Sunday, August 3, 2014

Music Saved Me



            We tried to go on a road trip yesterday. I had been craving some diversity for a while but it’s so hard to get away. We have to feed the animals morning and evening and generally be on call 24 hours a day 7 days a week to make sure no water lines break or stop working for example. So our road trips are confined to things we can do in a one day turnaround. The problem is we are far, far from everything. To get to the coast which would be very nice - since water is a scarce commodity right now - it is a 4 hour drive ONE WAY. Most things around here are a 4 hour drive so it was with great glee that I finally figured out that we could drive to Grass Valley in a little over two. We thought it would be fun to tour the Empire Mine and various other local historic sites of which there are plenty in or near Grass Valley. Like how about the home of infamous courtesan Lola Montez or the surreal Malakoff Diggins? I had never thought of Grass Valley being so “close” because my habit in the past had been to get there via I-80 which is all the way to Sacramento and then go east.
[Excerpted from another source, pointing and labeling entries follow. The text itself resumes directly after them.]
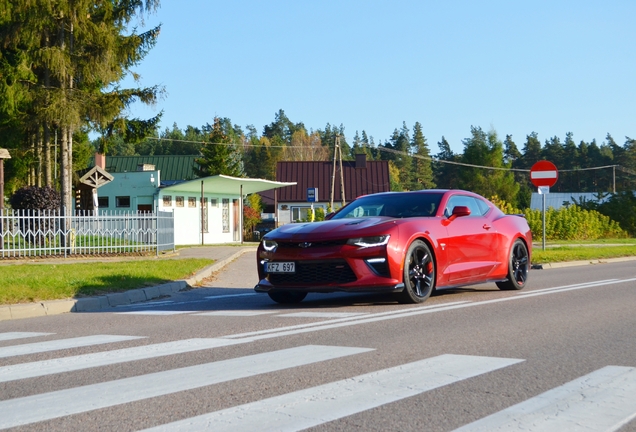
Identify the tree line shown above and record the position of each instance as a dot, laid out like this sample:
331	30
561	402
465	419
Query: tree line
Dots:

That’s the long way around.

Lola Montez lived in Grass Valley for two years.
            First I looked at California county historic sites. All the counties bordering Glenn County which is our county have very few histories sites and we had been to them all. Then I looked east, saw Sierra County which was about the same as the local counties. Then I looked right next door and south to Nevada County. Speaking of Mother Lode! We hit it. That county has more historic sites than Carter’s got pills. (Carter’s Little Liver Pills manufactured by Samuel J. Carter of Erie Pennsylvania). So we watered all the animals and piled in the Honda. All we had to do was drive east on CA-162, turn south on CA-99, turn east on CA-20 and we’d be there in 2 hours 15 minutes. It was almost a straight shot going that way. 


That’s when we started to hear “the noise”. (Cue music from Jaws). In Live Oak - about 1 hr 45 min into the trip - we were dead in the water with a broken water pump. Luckily Geico sent a tow right away and after a short hiccup to the Gridley Honda Motorcycle dealer (what?) we were deposited at Yuba City Honda who had a mechanic and could fix it that afternoon.


            What do they say? The best laid plans of mice and men aft gang astray? When we heard that it would take 2 hours we immediately looked up local movies and next thing you know we were watching “Planet of the Apes – The Beginning” which is real fun mind candy. (But how do those apes ride horses bareback with their non-existent butts and short stumpy legs? Hey, it’s a movie!)
            But if it hadn’t been for My Music I would be insane by now. Music has saved me more than once in my life. Let’s not just leave it as a balm for annoying thwarted road trips. Music has saved me during depressed times when I was over tired and still had to work or commute and grocery shop and keep a marriage working. Just so you know My Music is anything from The Sixties. Crosby, Stills, Nash and Young, Joni Mitchell, The Beatles, The Rolling Stones, The Kinks, The Youngbloods, Judy Collins, Bobbie Gentry, Deep Purple, Joe Cocker, Creedence Clearwater Revival, Aretha Franklin, and Led Zeppelin. The list goes on. And on. Whenever I get depressed and life throws me a curveball that a little attitude adjustment can’t take care of I listen to My Music and then I’m all right. The synapses align and I can go on in peace. What’s Your Music?